Over the years, I have followed many of soap operas that have featured and do feature on radio, but mostly TV, but usually only as a one-off or for short periods. But ask me about the current story lines for more popular soaps, such as “Eastenders” and “Coronation Street”, and I wouldn’t have a clue. Not so with the Archers! Will Rob Tichener be finally exposed as a control freak with a dark secret? Will the brash young upstart Charlie, having just taken over the reins of Borchester Land, get his come comeuppance? How will Tom be, if and when he returns to Ambridge following the ditching of his would-be bride at the altar? Will Jennifer’s new super dooper kitchen ever get finished in the way she hoped? Will Jolene, the Bull’s landlady, daughter, Fallon, and that nice, dishy PC Burns become an item? As those who follow the show will know, such questions are often intertwined with some of the current story lines. As for the characters that dip in and out of episodes over many years, one wonders what is in store for them? Over the years, there have been many questions and stories that have unraveled that have kept us on tenterhooks and ensured that fans like me switched on to further episodes, waiting to see what does eventually transpire.

If you ask me what is it that makes me an Archers follower, I would be hard pressed to give good reasons. While the idea of a rural village setting is appealing, life in the Archers’ world is far from idyllic and, unlike with “the Waltons”, a US TV show I followed for a while many years back, there sometimes is no obvious underlying moral narrative or sense that there will be a just and right outcome. While there are tragedies and disappointments, the characters seem to pull through in the end. I like to think the good and the bad guys get their just deserts and, while that often is the case, frustratingly that is not always so. When one ex-Labour leader, Neil Kinnock, one of the many unlikely Archers fans I keep coming across throughout my life,  suggested tongue-in-cheek renaming the show “the Grundys and their oppressors” (the Grundys along with Archers being the most prominent families in this show), he had a point for there has been insufficient evidence of this often downtrodden family demonstrating how the underdogs will eventually come good and on top in the end. Even so, both families these days experience more then their fair share of ups and downs, and it is nice to know despite some conflicts they, in the main, get on with each other. When a few years ago there was some reaction against the long time editor, Vanessa Winterburn, for a suspected feminist plot to portray many of the female characters as strong and determined and the male characters as wimps and baddies (and it seems it is the gay ones that are the most rounded), I felt there may have been a point.

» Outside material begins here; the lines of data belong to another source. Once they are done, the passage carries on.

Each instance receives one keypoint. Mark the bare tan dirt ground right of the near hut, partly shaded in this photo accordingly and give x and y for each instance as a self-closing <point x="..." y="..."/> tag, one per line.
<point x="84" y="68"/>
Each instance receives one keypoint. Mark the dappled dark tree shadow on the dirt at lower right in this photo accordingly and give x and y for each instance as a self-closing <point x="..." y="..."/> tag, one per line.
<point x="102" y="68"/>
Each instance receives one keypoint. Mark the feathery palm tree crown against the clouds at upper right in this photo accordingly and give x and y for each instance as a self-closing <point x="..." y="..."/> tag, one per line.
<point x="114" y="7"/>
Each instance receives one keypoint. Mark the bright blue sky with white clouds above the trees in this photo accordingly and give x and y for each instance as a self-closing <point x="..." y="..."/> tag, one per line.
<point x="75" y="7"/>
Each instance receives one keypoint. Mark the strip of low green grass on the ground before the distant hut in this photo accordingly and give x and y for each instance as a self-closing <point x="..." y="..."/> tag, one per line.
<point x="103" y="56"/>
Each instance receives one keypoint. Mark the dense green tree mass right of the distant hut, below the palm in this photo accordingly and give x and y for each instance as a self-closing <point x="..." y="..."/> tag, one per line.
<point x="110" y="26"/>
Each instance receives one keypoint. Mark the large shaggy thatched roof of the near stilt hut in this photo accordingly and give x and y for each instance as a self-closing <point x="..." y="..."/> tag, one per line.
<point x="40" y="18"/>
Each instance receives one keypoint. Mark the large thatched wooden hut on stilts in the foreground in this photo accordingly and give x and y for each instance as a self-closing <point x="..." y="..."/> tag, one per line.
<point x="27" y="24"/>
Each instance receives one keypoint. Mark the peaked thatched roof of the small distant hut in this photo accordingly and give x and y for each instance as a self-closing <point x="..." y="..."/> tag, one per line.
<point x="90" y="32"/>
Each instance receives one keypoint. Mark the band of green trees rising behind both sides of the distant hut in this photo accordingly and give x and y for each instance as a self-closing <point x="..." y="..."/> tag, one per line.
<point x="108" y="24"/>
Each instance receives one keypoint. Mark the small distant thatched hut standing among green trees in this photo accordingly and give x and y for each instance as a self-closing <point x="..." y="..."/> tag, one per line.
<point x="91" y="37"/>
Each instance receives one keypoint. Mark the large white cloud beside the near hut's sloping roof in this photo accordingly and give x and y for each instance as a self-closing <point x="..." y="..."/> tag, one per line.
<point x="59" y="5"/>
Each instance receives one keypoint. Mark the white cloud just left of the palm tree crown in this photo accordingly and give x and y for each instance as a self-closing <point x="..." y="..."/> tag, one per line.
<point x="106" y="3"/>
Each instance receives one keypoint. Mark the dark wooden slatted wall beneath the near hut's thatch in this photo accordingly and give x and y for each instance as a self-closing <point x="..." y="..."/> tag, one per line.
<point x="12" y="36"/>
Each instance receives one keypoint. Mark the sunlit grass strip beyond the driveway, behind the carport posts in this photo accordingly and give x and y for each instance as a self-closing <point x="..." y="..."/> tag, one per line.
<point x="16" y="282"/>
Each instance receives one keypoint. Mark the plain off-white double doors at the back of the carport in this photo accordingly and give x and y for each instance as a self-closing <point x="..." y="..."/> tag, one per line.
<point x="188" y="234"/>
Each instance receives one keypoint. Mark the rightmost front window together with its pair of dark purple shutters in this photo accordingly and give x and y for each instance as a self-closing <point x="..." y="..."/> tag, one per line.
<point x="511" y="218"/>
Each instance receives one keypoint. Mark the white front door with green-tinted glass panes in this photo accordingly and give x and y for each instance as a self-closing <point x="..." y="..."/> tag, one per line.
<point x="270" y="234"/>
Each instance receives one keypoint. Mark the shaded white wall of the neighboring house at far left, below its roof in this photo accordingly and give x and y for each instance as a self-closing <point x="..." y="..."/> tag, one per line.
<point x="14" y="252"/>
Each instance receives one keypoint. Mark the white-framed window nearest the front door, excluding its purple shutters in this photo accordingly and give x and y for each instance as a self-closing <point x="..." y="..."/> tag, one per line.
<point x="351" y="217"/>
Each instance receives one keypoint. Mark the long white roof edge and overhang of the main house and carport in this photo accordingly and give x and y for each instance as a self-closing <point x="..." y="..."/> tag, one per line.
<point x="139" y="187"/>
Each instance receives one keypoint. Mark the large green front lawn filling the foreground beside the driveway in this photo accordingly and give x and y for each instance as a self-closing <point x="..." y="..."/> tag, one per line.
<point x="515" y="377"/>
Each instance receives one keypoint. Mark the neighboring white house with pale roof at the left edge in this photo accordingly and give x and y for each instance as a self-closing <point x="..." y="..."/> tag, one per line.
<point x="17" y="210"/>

If anything, all the above may be good reasons for me NOT wanting to take an interest in the show. Yet interested I am and have been for well over half my life. When comparing with other soaps, I find the characters and situations more real and with which I can better identify, in the Archers compared with elsewhere. Some of the fun is imagining how I might react and second guessing the outcomes of the various plots. Some of the story lines are quite close to home, such as Daryl’s downward spiral in becoming homeless etc. or Jack’s onset of Alzeihmers or Shula’s dismay at son Daniel’s decision to join the army. Some stories are just funny like shenanigans around the flower and produce show, the twists and turns of one of Linda’s famous village hall productions, the subject of the next item of gossip, likely orchestrated by Susan, or the latest Grundy scam.

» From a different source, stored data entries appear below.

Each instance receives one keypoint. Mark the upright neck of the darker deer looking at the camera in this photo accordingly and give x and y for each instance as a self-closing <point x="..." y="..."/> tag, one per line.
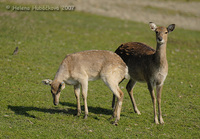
<point x="160" y="55"/>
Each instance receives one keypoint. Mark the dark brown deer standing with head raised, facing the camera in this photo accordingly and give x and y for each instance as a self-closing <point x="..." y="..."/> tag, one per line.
<point x="147" y="65"/>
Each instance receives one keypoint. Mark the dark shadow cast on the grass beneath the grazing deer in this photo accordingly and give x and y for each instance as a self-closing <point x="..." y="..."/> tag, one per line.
<point x="23" y="110"/>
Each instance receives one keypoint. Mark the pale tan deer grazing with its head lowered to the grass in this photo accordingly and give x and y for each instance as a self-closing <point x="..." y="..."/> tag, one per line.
<point x="79" y="68"/>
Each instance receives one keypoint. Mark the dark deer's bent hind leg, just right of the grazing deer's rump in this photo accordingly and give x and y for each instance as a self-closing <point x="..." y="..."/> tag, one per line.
<point x="129" y="88"/>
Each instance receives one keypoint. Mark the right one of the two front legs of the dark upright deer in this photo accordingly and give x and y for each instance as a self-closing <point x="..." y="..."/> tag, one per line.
<point x="159" y="91"/>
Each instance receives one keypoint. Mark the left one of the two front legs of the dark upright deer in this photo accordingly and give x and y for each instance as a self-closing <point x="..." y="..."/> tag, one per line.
<point x="150" y="87"/>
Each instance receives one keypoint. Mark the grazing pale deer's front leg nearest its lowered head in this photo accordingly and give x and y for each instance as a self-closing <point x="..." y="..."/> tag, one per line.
<point x="77" y="94"/>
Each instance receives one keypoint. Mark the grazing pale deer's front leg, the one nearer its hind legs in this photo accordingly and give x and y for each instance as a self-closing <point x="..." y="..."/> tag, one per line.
<point x="84" y="93"/>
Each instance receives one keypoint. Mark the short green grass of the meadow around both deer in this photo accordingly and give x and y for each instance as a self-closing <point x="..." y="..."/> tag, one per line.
<point x="44" y="38"/>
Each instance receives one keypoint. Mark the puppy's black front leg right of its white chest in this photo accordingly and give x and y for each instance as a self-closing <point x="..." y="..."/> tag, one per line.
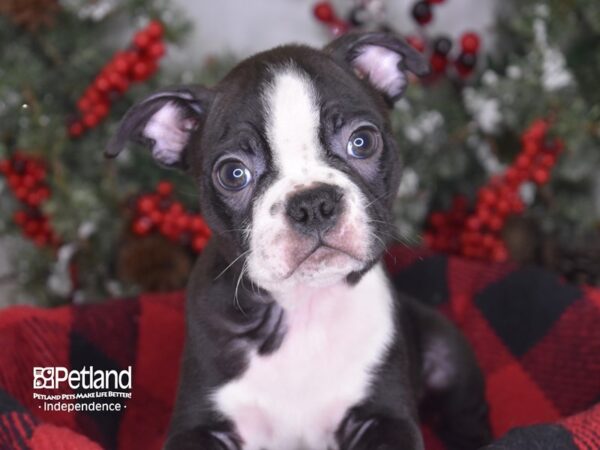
<point x="361" y="431"/>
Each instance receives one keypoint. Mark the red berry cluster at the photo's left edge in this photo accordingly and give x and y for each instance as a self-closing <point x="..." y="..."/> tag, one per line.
<point x="26" y="178"/>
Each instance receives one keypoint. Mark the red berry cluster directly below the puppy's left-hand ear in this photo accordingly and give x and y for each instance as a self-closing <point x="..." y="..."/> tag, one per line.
<point x="159" y="212"/>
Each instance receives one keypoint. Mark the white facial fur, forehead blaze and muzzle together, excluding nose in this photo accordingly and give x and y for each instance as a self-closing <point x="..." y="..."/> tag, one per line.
<point x="293" y="120"/>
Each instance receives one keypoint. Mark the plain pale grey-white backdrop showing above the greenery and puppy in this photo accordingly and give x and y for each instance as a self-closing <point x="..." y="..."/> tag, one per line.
<point x="243" y="27"/>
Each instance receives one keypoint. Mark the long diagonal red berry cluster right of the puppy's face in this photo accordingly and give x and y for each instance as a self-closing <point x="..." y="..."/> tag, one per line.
<point x="477" y="233"/>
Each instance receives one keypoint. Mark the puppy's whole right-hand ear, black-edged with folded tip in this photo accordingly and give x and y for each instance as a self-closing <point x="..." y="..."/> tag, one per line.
<point x="380" y="57"/>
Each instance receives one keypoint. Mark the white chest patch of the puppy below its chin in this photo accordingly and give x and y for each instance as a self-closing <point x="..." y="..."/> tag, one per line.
<point x="296" y="397"/>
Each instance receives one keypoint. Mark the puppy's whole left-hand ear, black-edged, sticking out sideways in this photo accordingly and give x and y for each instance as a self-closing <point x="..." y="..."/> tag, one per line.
<point x="164" y="122"/>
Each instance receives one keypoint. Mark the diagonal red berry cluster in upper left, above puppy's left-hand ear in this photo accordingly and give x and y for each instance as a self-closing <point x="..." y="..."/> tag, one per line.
<point x="135" y="64"/>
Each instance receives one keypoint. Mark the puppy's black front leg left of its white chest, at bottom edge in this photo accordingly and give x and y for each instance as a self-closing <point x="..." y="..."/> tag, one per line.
<point x="201" y="438"/>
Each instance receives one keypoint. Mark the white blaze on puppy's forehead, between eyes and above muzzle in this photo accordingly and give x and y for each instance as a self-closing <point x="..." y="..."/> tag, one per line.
<point x="292" y="121"/>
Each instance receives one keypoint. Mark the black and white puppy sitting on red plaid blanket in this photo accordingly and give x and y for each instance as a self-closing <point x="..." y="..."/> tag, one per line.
<point x="295" y="337"/>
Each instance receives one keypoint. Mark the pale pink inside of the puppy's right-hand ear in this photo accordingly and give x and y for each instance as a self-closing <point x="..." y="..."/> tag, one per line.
<point x="380" y="65"/>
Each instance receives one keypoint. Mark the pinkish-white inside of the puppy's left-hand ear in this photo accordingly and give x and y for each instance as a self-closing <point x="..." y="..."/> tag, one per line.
<point x="170" y="133"/>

I dare say if, hypothetically, I were invited to appear on Mastermind, my specialist chosen subject could well be “the Archers”, and I would gladly swot up on the history in order to remedy deficiencies in my fading memory of what had gone on, having followed with much interest the fortunes of its various characters and the various story lines getting on for forty years. But remember, if you do want to call me between 7 and 7.15 this evening, unless duty beckons me elsewhere, then DON’T, for I may well be listening to the Archers.